1 Korinthiërs
16 Wat nu de inzameling+ betreft die voor de heiligen is,+ doet ook GIJ zoals ik de gemeenten van Gala̱tië+ opgedragen heb. 2 Laat een ieder van U op elke eerste dag van de week in zijn eigen huis iets opzij leggen en opsparen, naar gelang hij voorspoed heeft, opdat er niet pas inzamelingen gehouden zullen worden wanneer ik gekomen ben. 3 Wanneer ik echter eenmaal daar ben, zal ik de mannen die GIJ door middel van brieven goedkeurt,+ zenden om UW liefdegave naar Jeru̱zalem te brengen. 4 Zo het echter gepast is dat ik er eveneens naar toe ga, dan zullen zij met mij daarheen gaan.

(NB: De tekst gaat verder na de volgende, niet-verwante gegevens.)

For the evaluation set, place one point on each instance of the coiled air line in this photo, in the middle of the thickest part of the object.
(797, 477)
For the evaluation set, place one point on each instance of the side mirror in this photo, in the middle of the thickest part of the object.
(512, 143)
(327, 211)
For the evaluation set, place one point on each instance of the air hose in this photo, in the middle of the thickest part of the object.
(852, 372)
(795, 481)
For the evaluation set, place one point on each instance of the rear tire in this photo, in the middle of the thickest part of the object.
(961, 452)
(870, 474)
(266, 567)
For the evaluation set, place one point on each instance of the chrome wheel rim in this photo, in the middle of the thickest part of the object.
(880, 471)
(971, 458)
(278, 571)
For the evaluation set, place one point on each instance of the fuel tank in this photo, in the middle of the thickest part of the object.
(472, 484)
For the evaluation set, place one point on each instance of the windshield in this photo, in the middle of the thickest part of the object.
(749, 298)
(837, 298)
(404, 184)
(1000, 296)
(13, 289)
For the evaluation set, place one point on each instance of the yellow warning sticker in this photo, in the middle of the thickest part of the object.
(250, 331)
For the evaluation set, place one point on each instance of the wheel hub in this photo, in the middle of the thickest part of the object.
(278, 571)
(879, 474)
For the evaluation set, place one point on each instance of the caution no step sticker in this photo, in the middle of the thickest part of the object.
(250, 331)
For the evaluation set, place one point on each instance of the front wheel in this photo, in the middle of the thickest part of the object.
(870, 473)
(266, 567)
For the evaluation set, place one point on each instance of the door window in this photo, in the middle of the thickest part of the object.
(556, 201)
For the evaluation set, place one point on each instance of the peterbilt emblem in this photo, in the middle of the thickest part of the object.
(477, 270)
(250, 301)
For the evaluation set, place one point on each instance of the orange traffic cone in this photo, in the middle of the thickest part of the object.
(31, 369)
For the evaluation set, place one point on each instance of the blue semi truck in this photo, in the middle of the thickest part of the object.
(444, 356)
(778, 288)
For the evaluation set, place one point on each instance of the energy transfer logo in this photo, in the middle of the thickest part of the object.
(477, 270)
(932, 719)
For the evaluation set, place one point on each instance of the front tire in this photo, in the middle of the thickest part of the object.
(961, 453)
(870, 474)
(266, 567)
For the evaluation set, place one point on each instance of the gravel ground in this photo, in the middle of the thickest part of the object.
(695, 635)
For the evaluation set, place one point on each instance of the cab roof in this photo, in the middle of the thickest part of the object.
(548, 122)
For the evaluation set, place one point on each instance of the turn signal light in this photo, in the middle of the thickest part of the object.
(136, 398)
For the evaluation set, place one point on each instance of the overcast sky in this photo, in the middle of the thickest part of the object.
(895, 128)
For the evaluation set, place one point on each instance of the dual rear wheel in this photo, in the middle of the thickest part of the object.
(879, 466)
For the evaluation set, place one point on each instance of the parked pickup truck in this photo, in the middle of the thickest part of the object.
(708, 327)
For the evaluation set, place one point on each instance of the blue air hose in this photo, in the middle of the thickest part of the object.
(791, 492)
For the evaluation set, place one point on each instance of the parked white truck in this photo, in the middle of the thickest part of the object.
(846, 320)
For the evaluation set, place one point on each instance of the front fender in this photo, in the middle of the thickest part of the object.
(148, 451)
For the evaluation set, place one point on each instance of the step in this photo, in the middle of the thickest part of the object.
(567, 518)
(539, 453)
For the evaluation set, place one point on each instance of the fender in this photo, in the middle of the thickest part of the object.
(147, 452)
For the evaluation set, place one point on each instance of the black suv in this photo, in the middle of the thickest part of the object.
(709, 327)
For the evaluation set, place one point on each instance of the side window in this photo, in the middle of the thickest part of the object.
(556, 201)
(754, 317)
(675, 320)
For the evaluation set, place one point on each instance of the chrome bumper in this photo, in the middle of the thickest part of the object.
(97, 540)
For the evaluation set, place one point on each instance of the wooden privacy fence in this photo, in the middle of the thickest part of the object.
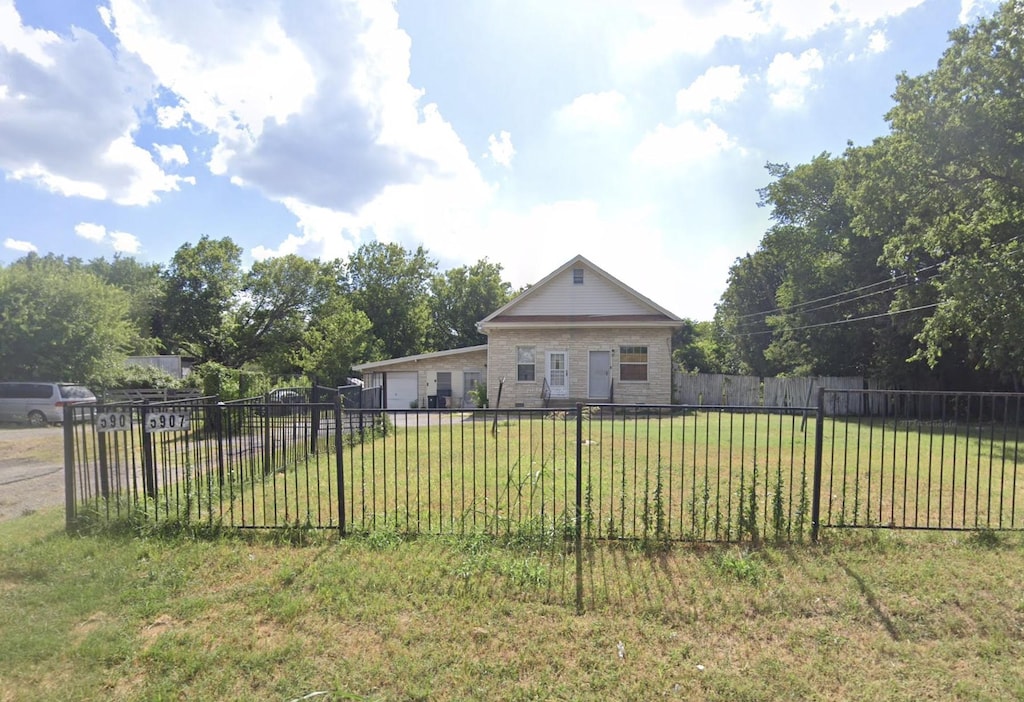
(751, 391)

5 Maar ik zal naar U toe komen wanneer ik Macedo̱nië ben doorgetrokken, want ik ga door Macedo̱nië;+ 6 en misschien zal ik bij U blijven of zelfs de winter bij U doorbrengen, opdat GIJ mij een eindweegs kunt vergezellen+ ongeacht waar ik naar toe ga. 7 Want ik wil U niet slechts nu op [mijn] doorreis zien, want ik hoop enige tijd bij U te blijven,+ als Jehovah*+ het vergunt.+ 8 Tot het pinkster[feest] blijf ik echter in E̱feze,+ 9 want er is een grote deur die tot activiteit leidt voor mij geopend,+ maar er zijn veel tegenstanders.
10 Indien Timo̱theüs+ echter komt, zorgt er dan voor dat hij vrij van vrees onder U wordt, want hij verricht het werk van Jehovah,*+ evenals ik. 11 Laat niemand daarom op hem neerzien.+ Vergezelt hem in vrede een eindweegs, opdat hij naar mij toe kan komen, want ik wacht op hem met de broeders.
12 Wat nu onze broeder Apo̱llos+ betreft, ik heb hem herhaaldelijk dringend verzocht met de broeders naar U toe te gaan, en toch was het volstrekt niet zijn wil om nu te komen; hij zal echter komen wanneer hij de gelegenheid heeft.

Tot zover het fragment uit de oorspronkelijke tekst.